Literature

A Short Analysis of Wallace Stevens’s ‘Anecdote of the Jar’

By Dr Oliver Tearle

How can one even attempt to offer an analysis of ‘Anecdote of the Jar’, one of the most baffling and elusive short poems of the twentieth century? Wallace Stevens (1879-1955) wrote ‘Anecdote of the Jar’ in 1918 and it was published a year later; this apparently makes it in the public domain, so we have cited the poem below. What is the meaning of Stevens’s poem? Difficult poems call for at least a stab at trying to unpick their ambiguities and determine their meaning, and we think ‘Anecdote of the Jar’ no different. So let’s roll our sleeves up and attempt a little analysis of this – one of Wallace Stevens’s best-known poems.

Anecdote of the Jar

I placed a jar in Tennessee,
And round it was, upon a hill.
It made the slovenly wilderness
Surround that hill.

The wilderness rose up to it,
And sprawled around, no longer wild.
The jar was round upon the ground
And tall and of a port in air.

It took dominion everywhere.
The jar was gray and bare.
It did not give of bird or bush,
Like nothing else in Tennessee.

To offer a summary of ‘Anecdote of the Jar’ is, on the face of it, not much help in analysing its meaning. What actually happens in the poem remains odd and baffling: the speaker tells us that he placed a jar on a hill in Tennessee, and the wilderness of the surrounding land seemed to grow up around the jar, until it was no longer wild. The jar is described as tall and impressive as it stands on the hill. The jar takes over everything, despite being grey and bare (and presumably empty). It does not seem to care for the nature around it, and is like nothing else in the whole of Tennessee.

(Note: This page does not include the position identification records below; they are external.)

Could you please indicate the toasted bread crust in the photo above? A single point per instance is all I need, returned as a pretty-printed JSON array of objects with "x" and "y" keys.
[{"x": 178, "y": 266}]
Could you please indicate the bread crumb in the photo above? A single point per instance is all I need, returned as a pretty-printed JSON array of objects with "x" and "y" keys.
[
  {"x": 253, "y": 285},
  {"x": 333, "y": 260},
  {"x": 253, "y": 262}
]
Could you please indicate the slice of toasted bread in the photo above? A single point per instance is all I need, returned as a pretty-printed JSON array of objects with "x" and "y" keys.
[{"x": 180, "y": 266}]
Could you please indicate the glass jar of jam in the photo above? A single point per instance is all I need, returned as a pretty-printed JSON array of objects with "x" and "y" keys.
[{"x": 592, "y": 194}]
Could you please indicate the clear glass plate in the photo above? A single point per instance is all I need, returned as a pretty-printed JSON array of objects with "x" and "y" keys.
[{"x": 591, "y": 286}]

What is this enigmatic little poem about? Let’s start with the title. This is presented to us as an ‘Anecdote of the Jar’: not an ode to a jar, or even a song (indeed, several critics of the poem, such as Helen Vendler and Pat Righelato, have interpreted ‘Anecdote of the Jar’ as a tacit response to Keats’s ‘Ode on a Grecian Urn’ – a sort of American poet’s Anecdote of the Jarresponse to the European poetic tradition). An anecdote is light and amusing, often inconsequential. Should we not take this bizarre poem too seriously?

The poem contains a number of particularly inscrutable lines. The jar, we are told, ‘did not give of bird or bush’. Does this simply mean the jar did not care – being an inanimate object – for the living world of nature that surrounds it? Or that the jar brings nothing forward, contributes nothing to the natural world, unlike the bird and the bush? Should we keep in mind the proverb ‘a bird in the hand is worth two in the bush’ here? Is this a poem about convenience?

We take nature, in the form of food, and process it, selling it on in jars – and of course America is the birthplace of consumer capitalism. A jar is, among other things, a symbol of this.

We might also interpret ‘Anecdote of the Jar’, more widely, as a poem about man’s conquest over nature. Note how the placing of the jar on top of the hill means that the wilderness – the natural world – has to grow around the jar, and that, in the end, nature loses its wildness. The jar seems to infect everything around it, and removes the very wildness that makes the natural world what it is.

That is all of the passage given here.